Warning: This document is for an old version of Rasa. The latest version is 1.3.9.

Language Support

You can use Rasa NLU to build assistants in any language you want! The supervised_embeddings pipeline can be used for any language because it trains custom word embeddings for your domain. Read more about this pipeline in Choosing a Pipeline.

Other backends have some restrictions and support those languages which have pre-trained word vectors available.

Training a model in any language using the supervised_embeddings pipeline

To train the Rasa NLU model in your preferred language you have to define the supervised_embeddings pipeline and save it as a yaml file inside your project directory. One way to define the pipeline configuration is to use a template configuration:

language: "en"

pipeline: "supervised_embeddings"

Another way is to define a custom configuration by listing all components you would like your pipeline to use. The supervised_embeddings pipeline supports any language that can be tokenized. The default is to use a simple whitespace tokenizer:

language: "en"

pipeline:
- name: "WhitespaceTokenizer"
- name: "CRFEntityExtractor"
- name: "EntitySynonymMapper"
- name: "CountVectorsFeaturizer"
- name: "EmbeddingIntentClassifier"

If your chosen language cannot be tokenized using the whitespace you can use your own custom tokenizer and use it instead of the whitespace tokenizer.

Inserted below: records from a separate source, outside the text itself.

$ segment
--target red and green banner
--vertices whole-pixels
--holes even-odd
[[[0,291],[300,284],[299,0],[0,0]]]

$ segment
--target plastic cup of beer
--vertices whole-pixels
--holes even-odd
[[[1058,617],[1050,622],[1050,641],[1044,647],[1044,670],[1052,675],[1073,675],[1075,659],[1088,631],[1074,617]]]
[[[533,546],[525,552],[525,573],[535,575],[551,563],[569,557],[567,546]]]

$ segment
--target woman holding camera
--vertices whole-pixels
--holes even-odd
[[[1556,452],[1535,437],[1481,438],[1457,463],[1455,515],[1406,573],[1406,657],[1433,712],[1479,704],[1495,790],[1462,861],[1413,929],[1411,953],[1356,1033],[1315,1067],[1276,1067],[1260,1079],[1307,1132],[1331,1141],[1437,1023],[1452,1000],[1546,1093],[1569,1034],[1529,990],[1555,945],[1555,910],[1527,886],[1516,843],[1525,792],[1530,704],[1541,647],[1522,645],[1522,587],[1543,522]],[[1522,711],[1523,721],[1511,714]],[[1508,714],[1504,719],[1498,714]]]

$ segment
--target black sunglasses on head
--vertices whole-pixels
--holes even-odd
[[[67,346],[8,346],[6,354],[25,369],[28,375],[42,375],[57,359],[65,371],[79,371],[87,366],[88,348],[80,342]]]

After you define the supervised_embeddings processing pipeline you are good to generate some NLU training examples in your chosen language and train the model. For example, if you wanted to build an assistant in Norwegian, then your NLU data examples could look something like this:

## intent:hallo
- Hallo!
- Hei
- Lenge siden sist.
- God morgen

## intent:farvel
- Ha det!
- På Gjensyn
- Ses i morgen.

Let’s say you saved training examples as data/nlu.md and one of the pipeline configuration examples mentioned above as config.yml, then you can train the model by running:

rasa train nlu \
  --config config.yml
  --data data/nlu.md

Once the training is finished, you can test your model’s Norwegian language skills.

Pre-trained Word Vectors

With the pretrained_embeddings_spacy pipeline you can also load fastText vectors, which are available for hundreds of languages.

pretrained-embeddings supported languages
spacy english (en), german (de), spanish (es), portuguese (pt), italian (it), dutch (nl), french (fr)
MITIE english (en)
Jieba-MITIE chinese (zh) *

These languages can be set as part of defining your model configuration.

Adding a new language

We want to make the process of adding new languages as simple as possible to increase the number of supported languages. Nevertheless, to use a language you either need trained word representations or you need to train your own representations using a large corpus of text data in that language.

Pretrained Embeddings

spaCy already provides a really good documentation page about adding languages. This will help you train a tokenizer and a vocabulary for a new language in spaCy.

As described in the documentation, you need to register your language using set_lang_class() which will allow Rasa NLU to load and use your new language by passing in your language identifier as the language option.

MITIE

  1. Get a clean language corpus (a Wikipedia dump works) as a set of text files.
  2. Build and run MITIE Wordrep Tool on your corpus. This can take several hours/days depending on your dataset and your workstation. You’ll need something like 128GB of RAM for wordrep to run – yes, that’s a lot: try to extend your swap.
  3. Set the path of your new total_word_feature_extractor.dat as value of the mitie_file parameter in config_mitie.json.

Jieba-MITIE

Some notes about using the Jieba tokenizer together with MITIE on chinese language data: to use it, you need a proper MITIE feature extractor, e.g. data/total_word_feature_extractor_zh.dat. It should be trained from a Chinese corpus using the MITIE wordrep tools (takes 2-3 days for training).

For training, build the MITIE Wordrep Tool. Note that a Chinese corpus should be tokenized first before feeding into the tool for training. A close-domain corpus that best matches user case works best.

See this blogpost from Baidu Baike for detailed instructions on how to train a model from a Chinese Wikipedia dump.